А.П.Чехов. Письма.
«Мой «Медведь» следовало бы назвать «Дойной коровой». Он дал мне больше, чем любая повесть. О публика!»
«Нет, не завидую я Жану Щеглову. Я понимаю теперь, почему он так трагически хохочет. Чтобы написать для театра хорошую пьесу, нужно иметь особый талант; написать же плохую пьесу и потом стараться сделать из нее хорошую, пускаться на всякие фокусы, зачеркивать, приписывать, вставлять монологи, воскрешать умерших, зарывать в могилу живых – для этого нужно иметь талант гораздо больший. Это так же трудно, как купить старые солдатские штаны и стараться во что бы то ни стало сделать из них фрак. Тут не то что захохочешь трагически, но и заржешь лошадью.»
«Когда мне не везет, я храбрее, чем тогда, когда везет. Во время удачи я трушу и чувствую сильное желание спрятаться под стол.»

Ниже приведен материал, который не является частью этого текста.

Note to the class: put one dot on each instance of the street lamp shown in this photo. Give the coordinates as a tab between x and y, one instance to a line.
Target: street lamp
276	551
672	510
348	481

«Все мои кланяются Вам, а мать велела поблагодарить за то, что Вы накормили меня обедом. По ее мнению, я, бедный мальчик, ходил по Питеру голодный, высунув язык. Она никогда не обедала в ресторанах и не может поверить, чтобы официанты, люди совершенно чужие, могли накормить сытно. А у богачей, по ее мнению, обедать невозможно, так как в богатых домах дают очень немного супу и считают неприличным, если кто много ест. Вы же человек женатый, дети у Вас есть, стало быть, по ее мнению, и обеды у Вас настоящие, как быть должно.»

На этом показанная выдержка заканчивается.